Friday June 02, 2006
The real story on the cc command and the -xregs=frameptr option
Alas the Sun Studio 11 C User's Guide documentation about
-xregs=frameptr and -fast expansion that includes -xregs=frameptr is
incorrect to the point of being completely confusing.
http://docs.sun.com/source/819-3688/cc_ops.app.html Appendix B 2.16,
Table B-5 -fast option description incorrectly list -fast on x86 as
expanding to -xregs=no%frameptr. That is not correct. The
-fast macro option on x86 expansion includes -xregs=frameptr.
Later in Appendix B at 2.129, near the end of the description of -xregs, exists the following incorrect sentence:
The x86 default is -xregs=no%frameptr unless you specify -fast or an optimization of -xO5 in which case -xregs=frameptr.
-xO5 has no effect what-so-ever on -xregs option. The sentence should read:
The x86 default is -xregs=no%frameptr unless you specify the -fast macro option whose expansion includes -xregs=frameptr.

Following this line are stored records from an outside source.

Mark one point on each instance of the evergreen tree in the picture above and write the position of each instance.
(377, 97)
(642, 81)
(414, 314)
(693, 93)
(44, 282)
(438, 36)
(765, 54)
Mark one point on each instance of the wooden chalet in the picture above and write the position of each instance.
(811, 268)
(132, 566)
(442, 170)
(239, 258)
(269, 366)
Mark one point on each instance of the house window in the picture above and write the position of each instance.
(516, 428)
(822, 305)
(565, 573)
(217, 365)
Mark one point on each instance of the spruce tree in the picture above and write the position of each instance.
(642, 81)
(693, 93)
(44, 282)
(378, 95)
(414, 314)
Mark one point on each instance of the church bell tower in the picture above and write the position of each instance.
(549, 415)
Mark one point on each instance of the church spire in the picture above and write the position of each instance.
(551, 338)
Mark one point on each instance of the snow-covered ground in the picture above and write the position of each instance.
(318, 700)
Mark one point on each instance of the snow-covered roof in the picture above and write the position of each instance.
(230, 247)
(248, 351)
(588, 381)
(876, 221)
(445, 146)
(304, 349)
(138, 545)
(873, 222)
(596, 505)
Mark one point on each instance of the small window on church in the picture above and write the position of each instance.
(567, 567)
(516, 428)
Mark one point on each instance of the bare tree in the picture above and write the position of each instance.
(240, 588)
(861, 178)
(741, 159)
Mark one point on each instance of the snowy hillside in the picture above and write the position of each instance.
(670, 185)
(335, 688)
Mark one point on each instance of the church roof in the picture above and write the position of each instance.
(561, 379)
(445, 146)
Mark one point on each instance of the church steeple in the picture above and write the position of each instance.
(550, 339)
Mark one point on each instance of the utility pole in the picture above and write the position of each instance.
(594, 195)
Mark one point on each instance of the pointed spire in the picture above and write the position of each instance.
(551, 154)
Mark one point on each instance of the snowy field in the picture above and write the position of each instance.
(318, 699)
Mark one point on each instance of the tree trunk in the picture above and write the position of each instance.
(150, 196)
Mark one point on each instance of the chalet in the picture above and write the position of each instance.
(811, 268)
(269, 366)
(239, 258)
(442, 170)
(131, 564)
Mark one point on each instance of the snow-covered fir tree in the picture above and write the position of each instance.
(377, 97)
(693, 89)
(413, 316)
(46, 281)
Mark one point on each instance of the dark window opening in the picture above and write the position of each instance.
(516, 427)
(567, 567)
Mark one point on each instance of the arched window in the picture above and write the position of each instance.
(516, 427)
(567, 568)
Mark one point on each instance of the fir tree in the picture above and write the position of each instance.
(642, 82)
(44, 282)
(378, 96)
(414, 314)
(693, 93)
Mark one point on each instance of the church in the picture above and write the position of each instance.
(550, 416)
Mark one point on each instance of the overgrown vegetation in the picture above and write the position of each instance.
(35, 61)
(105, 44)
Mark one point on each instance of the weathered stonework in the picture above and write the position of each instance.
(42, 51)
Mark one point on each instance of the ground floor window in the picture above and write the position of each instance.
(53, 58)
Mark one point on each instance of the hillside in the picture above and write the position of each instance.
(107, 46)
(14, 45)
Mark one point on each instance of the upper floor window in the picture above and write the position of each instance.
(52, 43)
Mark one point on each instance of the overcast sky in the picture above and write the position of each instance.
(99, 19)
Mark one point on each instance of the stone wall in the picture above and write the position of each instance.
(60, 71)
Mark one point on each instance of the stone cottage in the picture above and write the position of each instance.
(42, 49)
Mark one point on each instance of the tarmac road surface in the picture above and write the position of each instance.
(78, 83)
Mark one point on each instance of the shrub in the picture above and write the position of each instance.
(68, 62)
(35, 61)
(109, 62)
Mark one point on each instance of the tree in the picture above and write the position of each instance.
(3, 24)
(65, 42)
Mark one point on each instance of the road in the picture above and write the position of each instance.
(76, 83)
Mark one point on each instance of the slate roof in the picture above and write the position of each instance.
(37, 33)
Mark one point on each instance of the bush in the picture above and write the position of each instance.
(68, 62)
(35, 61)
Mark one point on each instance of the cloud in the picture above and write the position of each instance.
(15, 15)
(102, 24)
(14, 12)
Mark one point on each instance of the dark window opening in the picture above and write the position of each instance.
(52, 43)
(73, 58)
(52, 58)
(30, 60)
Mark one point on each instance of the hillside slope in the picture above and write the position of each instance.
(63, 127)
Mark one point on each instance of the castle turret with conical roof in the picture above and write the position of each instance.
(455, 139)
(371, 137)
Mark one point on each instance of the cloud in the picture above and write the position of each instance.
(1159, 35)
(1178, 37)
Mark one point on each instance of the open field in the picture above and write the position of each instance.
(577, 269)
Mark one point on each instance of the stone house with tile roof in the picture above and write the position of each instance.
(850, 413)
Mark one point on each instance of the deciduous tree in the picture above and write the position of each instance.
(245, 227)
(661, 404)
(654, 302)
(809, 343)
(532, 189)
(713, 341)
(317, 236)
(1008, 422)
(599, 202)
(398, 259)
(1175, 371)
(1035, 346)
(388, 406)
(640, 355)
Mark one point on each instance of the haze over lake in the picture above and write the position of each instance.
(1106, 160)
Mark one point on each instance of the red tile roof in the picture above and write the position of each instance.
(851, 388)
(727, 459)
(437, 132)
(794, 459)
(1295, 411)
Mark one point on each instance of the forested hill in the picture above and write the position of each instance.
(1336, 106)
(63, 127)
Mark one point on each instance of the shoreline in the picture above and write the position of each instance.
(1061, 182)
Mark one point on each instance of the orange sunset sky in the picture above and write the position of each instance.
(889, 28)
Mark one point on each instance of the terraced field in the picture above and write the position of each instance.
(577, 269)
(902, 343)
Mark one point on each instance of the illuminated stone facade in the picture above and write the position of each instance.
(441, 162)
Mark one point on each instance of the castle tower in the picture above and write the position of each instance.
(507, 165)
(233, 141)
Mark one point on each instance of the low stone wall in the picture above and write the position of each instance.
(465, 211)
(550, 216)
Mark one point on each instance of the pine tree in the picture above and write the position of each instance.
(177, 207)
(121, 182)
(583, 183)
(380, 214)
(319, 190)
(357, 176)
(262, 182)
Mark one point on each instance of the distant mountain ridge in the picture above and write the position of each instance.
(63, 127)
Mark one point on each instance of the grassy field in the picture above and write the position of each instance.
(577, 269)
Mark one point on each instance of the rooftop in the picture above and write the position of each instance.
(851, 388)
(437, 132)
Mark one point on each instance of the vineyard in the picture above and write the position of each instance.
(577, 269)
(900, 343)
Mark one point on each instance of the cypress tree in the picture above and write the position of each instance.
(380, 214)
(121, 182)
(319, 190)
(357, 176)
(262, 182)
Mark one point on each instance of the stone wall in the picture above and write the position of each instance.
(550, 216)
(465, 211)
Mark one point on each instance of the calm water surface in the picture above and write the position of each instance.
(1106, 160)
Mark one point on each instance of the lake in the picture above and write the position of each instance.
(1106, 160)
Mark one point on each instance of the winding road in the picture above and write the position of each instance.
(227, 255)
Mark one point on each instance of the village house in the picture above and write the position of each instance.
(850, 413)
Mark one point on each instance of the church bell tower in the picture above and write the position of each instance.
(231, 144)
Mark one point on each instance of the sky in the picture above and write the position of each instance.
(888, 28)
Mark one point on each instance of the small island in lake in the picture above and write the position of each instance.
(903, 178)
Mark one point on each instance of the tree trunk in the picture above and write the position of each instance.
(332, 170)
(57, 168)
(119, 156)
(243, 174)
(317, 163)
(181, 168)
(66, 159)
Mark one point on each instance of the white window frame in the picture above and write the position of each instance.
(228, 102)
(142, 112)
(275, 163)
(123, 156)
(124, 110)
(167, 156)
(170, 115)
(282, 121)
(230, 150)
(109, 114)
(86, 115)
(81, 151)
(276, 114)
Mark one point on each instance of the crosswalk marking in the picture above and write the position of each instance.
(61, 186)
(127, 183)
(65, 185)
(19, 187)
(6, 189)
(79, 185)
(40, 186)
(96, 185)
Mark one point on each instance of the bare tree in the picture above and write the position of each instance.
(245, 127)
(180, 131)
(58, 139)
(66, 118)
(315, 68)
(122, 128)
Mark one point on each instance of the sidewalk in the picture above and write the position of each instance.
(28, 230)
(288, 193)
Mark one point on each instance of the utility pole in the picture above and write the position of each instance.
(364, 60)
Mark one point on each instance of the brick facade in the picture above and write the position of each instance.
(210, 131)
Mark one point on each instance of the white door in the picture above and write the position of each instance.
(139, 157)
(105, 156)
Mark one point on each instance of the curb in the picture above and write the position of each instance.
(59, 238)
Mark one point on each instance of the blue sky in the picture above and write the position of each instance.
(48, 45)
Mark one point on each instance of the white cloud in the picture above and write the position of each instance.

Unfortunately the cc man page also has the equivalent errors incorrectly
showing -fast expanding to -xregs=no%frameptr, and claiming -xO5
implies -xregs=frameptr.
So to recap, here is an accurate description of -xregs=frameptr, and how the -fast macro expands for cc on x86/64:
-xregs=frameptr Tells the compiler it is allowed to use the frame-pointer
register as an unallocated callee-saves register for purposes
of optimization.
-xregs=no%frameptr Tells the compiler it is NOT allowed to use the frame=pointer
register for purposes of optimization.
The x86 default is -xregs=no%frameptr unless you specify the -fast macro option whose expansion includes -xregs=frameptr.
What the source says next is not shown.